Activists working on the ground say that a case is generally registered under Section 420 (Cheating) of the IPC and the agents are let off on bail very easily, following which they resume their activities after walking out.

Activist Jameela Nishat, who has been working on the ground and exposing the ‘child bride’ racket for close to two decades now, through the Shaheen Women’s Resource and Welfare Association, tells TNM, "They are arrested for a few times and easily let off on bail because there is no strong law that allows us to hold them for a longer time. Also, sheiks are rich and have a lot of resources. They have no problem fighting cases in court. For example, one of the women we rescued, has been fighting for justice for three years, but to no avail. She did receive compensation from the state government but the sheikh and the agent, who is the mediator, are still walking free."

"The solution to this should be more checks and balances at the Embassy level, when they are issuing the visa. Also, many times, the agents also have their own people at the airport. It is a massive nexus. We are not just dealing with an individual agent, but with a parallel system," Jameela adds.

Meanwhile, Amjed points out that several meetings were held over the past few years and despite intervention by KTR, Union Minister Sushma Swaraj and the Telangana DGP, agents continue to thrive in the by-lanes of Hyderabad's old city area.

"On the ground, nothing has changed and no work has happened. The 'khadama' visas are still being issued and minors are still being married off to rich sheikhs. The police is obviously well informed but in some cases, are also part of the nexus," Amjed says, pointing to a recent case, where a home guard from the city was allegedly involved as an agent, in the trafficking of a woman.

"They are a big menace. Like the police are geo-tagging rowdy sheeters and anti-social elements, why are they not geo-tagging these agents and booking them under the PD Act?" Amjed asks.

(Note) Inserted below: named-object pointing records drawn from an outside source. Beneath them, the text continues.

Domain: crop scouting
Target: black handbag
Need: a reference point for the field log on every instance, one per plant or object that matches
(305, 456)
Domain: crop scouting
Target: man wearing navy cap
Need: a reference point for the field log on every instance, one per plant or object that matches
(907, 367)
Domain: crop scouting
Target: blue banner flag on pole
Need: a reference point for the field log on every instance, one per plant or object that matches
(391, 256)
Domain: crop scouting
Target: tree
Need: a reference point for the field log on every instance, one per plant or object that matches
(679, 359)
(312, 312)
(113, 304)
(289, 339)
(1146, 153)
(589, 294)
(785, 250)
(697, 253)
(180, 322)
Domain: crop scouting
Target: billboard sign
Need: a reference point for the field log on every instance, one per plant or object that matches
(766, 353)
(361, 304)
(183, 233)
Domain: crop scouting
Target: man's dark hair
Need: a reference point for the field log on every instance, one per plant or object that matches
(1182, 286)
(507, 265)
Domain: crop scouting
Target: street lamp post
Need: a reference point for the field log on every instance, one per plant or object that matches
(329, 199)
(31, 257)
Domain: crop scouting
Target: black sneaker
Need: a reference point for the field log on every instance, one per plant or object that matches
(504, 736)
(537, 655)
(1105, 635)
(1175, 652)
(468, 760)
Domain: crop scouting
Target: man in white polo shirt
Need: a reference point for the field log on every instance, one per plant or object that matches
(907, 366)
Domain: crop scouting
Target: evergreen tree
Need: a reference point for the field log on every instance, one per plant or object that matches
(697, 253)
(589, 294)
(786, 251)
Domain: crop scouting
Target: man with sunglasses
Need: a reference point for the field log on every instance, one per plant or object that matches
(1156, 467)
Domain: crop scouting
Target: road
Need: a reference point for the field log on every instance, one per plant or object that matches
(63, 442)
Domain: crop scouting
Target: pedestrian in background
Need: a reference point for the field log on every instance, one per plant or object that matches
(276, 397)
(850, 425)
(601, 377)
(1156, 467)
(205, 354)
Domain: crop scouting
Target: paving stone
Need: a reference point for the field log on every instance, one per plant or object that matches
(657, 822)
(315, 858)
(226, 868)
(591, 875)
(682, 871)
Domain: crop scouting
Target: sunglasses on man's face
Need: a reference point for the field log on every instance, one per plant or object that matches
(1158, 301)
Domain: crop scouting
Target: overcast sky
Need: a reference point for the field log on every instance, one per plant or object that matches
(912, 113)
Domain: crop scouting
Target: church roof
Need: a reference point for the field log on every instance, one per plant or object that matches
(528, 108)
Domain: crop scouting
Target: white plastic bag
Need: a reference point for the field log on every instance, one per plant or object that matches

Alleging inaction by the Hyderabad police, Amjed adds, "Another tactic by the police, is that they claim that the agent is absconding for months together, even though victims submit the phone number and address of the mediator in their complaint. Authorities are not reading the writing on the wall. Hyderabad will become famous only for such agents and cheating cases. There needs to be more will from the police to address this issue."

Outdated laws

However, the police say that there is only so much they can do, as they also deal with outdated laws.

Speaking to TNM, Syed Rafeeq, Addl DCP, South Zone said, “Besides Section 420 of the IPC, we also book agents under Section 370 (Trafficking) and relevant sections of the Immoral Traffic (Prevention) Act.”

However, he also admits that unless an agent is booked under the PD Act, they manage to secure bail.

“What generally happens is that officers make recommendations for more stringent laws when a review meeting takes place with the DGP, who in turn, forwards the proposals to the Law Commission,” a senior police officer tells TNM on the condition of anonymity.

“For example, Section 510 of the IPC which deals with ‘misconduct in public by a drunken person’. Even today, the fine is Rs 10. So, we take that person, get a blood test done in a government hospital, then send a sample to the forensic lab, which will then submit a report in two months. Then we have to file a charge sheet. After all that, the person pays a fine of Rs 10 and walks out. So the onus is on the Law Commission to update laws according to the present day scenario,” he adds.